Will OpenAI ever launch an official ChatGPT ad library?

Possibly, but do not wait for it.

Regulatory pressure could force some form of transparency, especially in the EU, where the Digital Services Act already requires large platforms to maintain ad repositories. If ChatGPT ads scale in Europe, an EU-mandated ad archive is plausible. But even if that happens, a compliance-driven repository tends to be minimal: who ran the ad and when, not the rich, intent-tagged, pattern-ready intelligence a performance team actually needs.

The practical takeaway: an official library, if it ever arrives, will likely be a thin transparency tool, not a competitive-intelligence product. The teams building real ChatGPT ad intelligence now will keep their edge regardless.

Frequently asked questions

Is there an official ChatGPT ad library?

No. OpenAI does not publish a public, searchable library of commercial ChatGPT ads. Ads are served privately inside individual conversations, so there is no shared surface to browse the way you can with the Meta Ad Library or Google's Ads Transparency Center. The only native transparency is a user-facing control to dismiss an ad or see why it was shown.

How do I see what ads my competitors are running on ChatGPT?

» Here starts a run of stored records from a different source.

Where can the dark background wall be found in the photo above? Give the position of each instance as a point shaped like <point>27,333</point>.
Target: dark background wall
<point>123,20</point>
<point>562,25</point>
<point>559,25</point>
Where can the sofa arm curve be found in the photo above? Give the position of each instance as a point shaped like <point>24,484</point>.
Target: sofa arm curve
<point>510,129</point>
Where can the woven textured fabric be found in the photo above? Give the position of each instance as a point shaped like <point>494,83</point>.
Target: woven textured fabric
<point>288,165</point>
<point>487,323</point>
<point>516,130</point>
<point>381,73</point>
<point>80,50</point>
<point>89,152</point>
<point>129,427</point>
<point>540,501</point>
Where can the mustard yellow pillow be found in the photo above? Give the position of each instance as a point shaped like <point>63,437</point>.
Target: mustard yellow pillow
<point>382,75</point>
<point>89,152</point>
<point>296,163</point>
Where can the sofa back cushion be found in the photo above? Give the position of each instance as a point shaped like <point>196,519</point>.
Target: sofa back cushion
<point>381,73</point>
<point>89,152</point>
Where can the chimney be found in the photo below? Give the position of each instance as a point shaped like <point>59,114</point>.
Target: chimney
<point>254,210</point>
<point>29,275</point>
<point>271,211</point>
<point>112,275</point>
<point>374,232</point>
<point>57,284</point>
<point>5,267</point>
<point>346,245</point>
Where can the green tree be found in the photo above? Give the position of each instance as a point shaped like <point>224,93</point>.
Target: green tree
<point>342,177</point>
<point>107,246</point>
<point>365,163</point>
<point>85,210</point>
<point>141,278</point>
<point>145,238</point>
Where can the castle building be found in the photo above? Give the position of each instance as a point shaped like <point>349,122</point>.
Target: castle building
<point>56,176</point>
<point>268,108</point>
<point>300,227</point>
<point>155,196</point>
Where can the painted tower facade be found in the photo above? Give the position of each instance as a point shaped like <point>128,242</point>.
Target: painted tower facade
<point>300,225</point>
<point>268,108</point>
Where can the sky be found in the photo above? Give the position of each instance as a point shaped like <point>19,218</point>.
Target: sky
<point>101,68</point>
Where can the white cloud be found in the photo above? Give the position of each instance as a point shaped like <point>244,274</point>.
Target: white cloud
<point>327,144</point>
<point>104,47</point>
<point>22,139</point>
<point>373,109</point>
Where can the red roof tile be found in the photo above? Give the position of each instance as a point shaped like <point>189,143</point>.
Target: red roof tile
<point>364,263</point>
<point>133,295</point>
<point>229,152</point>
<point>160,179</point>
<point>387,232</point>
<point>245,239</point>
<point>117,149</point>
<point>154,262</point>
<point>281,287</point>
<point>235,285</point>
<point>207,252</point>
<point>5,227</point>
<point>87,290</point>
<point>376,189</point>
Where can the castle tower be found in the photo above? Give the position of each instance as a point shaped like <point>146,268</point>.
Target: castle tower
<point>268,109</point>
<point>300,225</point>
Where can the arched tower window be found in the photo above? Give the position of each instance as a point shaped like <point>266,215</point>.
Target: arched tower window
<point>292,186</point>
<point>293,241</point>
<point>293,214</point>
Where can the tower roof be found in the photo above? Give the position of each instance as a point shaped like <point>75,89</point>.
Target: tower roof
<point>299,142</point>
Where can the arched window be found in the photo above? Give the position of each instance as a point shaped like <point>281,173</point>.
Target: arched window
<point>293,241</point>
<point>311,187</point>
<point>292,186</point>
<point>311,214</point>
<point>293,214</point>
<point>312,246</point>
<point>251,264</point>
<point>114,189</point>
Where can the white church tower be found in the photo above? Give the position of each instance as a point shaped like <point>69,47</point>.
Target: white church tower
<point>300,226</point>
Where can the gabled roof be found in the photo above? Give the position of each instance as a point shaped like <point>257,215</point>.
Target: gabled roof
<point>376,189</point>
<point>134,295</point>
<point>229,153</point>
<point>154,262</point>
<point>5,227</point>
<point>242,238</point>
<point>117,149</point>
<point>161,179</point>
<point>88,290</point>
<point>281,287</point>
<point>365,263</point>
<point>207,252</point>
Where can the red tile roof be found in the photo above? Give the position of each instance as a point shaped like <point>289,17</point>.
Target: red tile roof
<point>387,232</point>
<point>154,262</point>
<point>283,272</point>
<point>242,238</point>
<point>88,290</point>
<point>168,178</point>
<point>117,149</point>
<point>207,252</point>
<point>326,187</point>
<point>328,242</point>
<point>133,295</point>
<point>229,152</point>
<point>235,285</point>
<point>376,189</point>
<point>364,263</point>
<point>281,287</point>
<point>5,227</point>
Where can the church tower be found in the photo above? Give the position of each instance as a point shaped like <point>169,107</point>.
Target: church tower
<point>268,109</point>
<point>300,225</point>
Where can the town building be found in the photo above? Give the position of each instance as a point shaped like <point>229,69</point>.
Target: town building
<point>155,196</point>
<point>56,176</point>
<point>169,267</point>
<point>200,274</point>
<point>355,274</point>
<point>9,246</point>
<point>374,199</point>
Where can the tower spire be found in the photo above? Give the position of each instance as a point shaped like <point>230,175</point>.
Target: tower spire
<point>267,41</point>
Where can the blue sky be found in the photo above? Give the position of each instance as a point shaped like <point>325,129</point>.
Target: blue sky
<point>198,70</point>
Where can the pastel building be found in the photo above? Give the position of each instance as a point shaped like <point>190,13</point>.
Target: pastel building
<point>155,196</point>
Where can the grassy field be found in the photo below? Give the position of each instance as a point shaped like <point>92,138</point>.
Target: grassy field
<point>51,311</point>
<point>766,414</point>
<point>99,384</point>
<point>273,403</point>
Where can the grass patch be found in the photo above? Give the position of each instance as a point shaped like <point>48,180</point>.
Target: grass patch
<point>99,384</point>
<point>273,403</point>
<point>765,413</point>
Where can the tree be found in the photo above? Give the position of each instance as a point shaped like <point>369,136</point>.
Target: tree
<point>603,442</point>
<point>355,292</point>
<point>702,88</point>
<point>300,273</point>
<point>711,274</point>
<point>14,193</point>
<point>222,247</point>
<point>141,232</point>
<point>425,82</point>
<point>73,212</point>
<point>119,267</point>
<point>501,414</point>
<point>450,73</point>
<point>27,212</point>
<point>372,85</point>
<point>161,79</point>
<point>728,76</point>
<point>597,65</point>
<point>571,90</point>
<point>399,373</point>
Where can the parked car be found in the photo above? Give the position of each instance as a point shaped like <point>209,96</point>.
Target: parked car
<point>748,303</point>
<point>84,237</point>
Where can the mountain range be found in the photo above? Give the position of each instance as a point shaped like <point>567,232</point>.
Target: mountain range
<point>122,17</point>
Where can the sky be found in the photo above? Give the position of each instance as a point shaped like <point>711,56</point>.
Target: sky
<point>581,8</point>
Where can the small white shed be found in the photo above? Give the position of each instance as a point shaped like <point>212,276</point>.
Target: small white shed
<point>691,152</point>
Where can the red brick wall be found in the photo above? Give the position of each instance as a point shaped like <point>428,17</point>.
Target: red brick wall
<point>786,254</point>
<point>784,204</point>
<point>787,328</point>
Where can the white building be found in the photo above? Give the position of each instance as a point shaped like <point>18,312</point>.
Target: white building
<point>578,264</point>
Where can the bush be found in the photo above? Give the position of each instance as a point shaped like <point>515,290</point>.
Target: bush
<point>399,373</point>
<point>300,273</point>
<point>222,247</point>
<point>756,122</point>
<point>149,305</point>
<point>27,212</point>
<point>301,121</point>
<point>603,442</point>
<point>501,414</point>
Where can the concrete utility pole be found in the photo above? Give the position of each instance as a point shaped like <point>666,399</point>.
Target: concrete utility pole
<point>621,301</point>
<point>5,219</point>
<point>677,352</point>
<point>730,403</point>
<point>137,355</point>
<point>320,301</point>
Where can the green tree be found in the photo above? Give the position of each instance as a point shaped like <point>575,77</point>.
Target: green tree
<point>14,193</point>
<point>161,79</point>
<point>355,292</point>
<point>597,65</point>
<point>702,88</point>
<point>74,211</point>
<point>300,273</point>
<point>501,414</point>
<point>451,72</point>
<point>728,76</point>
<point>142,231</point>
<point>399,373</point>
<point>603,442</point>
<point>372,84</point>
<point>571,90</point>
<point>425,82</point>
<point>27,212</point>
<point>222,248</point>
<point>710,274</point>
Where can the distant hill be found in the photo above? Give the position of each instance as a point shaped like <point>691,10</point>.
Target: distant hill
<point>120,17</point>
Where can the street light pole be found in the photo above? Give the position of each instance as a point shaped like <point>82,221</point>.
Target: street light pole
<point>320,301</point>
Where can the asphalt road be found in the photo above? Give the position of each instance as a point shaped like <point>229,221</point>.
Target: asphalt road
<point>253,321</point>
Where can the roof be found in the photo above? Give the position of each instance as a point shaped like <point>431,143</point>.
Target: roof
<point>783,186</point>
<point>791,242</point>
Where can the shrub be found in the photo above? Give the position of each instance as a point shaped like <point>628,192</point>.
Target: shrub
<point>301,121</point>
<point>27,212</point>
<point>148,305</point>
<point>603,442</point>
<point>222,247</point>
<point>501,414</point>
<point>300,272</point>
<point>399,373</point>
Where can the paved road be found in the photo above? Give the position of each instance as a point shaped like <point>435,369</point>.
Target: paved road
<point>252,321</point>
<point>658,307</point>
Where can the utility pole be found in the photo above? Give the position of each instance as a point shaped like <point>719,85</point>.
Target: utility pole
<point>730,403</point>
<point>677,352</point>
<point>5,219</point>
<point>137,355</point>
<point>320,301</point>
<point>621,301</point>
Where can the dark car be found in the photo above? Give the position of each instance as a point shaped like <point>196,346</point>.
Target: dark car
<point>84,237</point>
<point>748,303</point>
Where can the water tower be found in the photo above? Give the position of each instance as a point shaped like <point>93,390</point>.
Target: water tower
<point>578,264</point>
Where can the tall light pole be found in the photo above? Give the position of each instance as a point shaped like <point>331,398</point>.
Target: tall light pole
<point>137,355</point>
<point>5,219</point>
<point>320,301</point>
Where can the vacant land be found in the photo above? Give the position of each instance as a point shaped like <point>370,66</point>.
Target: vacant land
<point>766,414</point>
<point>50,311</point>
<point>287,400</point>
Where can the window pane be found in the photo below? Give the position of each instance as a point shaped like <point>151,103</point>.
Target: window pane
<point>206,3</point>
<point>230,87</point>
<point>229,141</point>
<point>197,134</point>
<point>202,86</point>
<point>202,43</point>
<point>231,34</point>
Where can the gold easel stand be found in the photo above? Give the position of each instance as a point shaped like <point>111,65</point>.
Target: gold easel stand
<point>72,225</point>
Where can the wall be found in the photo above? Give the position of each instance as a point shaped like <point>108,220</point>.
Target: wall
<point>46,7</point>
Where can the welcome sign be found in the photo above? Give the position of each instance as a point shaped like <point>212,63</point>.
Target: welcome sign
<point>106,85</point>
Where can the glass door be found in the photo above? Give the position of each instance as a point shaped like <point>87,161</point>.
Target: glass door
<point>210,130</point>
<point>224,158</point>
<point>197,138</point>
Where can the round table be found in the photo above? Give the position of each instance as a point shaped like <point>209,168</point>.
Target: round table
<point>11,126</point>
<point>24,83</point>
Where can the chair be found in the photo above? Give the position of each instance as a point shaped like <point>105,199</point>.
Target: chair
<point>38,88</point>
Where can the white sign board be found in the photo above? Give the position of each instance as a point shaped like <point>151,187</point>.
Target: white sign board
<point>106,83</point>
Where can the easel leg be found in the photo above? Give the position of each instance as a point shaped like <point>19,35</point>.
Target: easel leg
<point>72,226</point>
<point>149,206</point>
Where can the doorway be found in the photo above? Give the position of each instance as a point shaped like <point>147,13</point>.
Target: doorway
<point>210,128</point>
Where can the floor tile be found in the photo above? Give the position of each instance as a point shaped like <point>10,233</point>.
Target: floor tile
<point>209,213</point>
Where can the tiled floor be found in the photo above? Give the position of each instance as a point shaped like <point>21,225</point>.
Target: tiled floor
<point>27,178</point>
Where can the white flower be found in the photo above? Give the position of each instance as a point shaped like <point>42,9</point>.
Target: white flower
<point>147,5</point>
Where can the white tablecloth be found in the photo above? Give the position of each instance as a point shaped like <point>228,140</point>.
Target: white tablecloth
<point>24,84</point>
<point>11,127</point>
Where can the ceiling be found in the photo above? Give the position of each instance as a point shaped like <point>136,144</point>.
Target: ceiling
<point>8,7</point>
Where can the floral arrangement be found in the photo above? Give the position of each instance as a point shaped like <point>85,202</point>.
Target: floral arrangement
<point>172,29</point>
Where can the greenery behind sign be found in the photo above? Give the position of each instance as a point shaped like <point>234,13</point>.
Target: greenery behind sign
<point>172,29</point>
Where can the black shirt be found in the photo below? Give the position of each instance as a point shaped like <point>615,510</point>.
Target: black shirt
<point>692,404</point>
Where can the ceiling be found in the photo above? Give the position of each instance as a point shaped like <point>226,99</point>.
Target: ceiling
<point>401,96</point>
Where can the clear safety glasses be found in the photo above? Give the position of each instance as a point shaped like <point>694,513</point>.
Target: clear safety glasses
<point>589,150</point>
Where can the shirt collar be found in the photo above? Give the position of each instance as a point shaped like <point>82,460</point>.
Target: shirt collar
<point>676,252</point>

Three ways: manually, by running category prompts in a Free or Go tier account and screenshotting the sponsored cards; with a third-party tool that indexes ChatGPT ads at scale, like the Focal Ad Library or Adthena; or a hybrid of both. There is no official tool, so all competitor research relies on observation or third-party indexing.

Can I see how much a competitor spends on ChatGPT ads?

No. Spend data is not public on ChatGPT. Any tool quoting a competitor's exact ChatGPT ad spend is estimating from a model, not measuring. You can reliably observe their creative, their offers, and how often and broadly they appear, but not their budget.

Why can't SpyFu or SEMrush track ChatGPT ads?

Because those tools were built for public, keyword-triggered ad surfaces. ChatGPT ads are private, served inside individual conversations, matched on conversational intent rather than keywords, and constantly changing. There is no public data for legacy spy tools to scrape.

Do I need a paid ChatGPT account to see ads?

The opposite. Ads only appear to Free and Go ($8/month) tier users. Plus, Pro, and Business accounts see no ads at all, so you cannot do manual ad research from a Plus or Pro account.

What is the best ChatGPT ad library tool in 2026?

It depends on your needs. For agencies and in-house teams who want competitor ads indexed and pushed into a creative workflow, the Focal Ad Library is built for that. For enterprise brands needing whole-market monitoring, Adthena's ChatGPT Intelligence module is the heavier option. For teams just testing the channel, manual observation in a spreadsheet is a free start.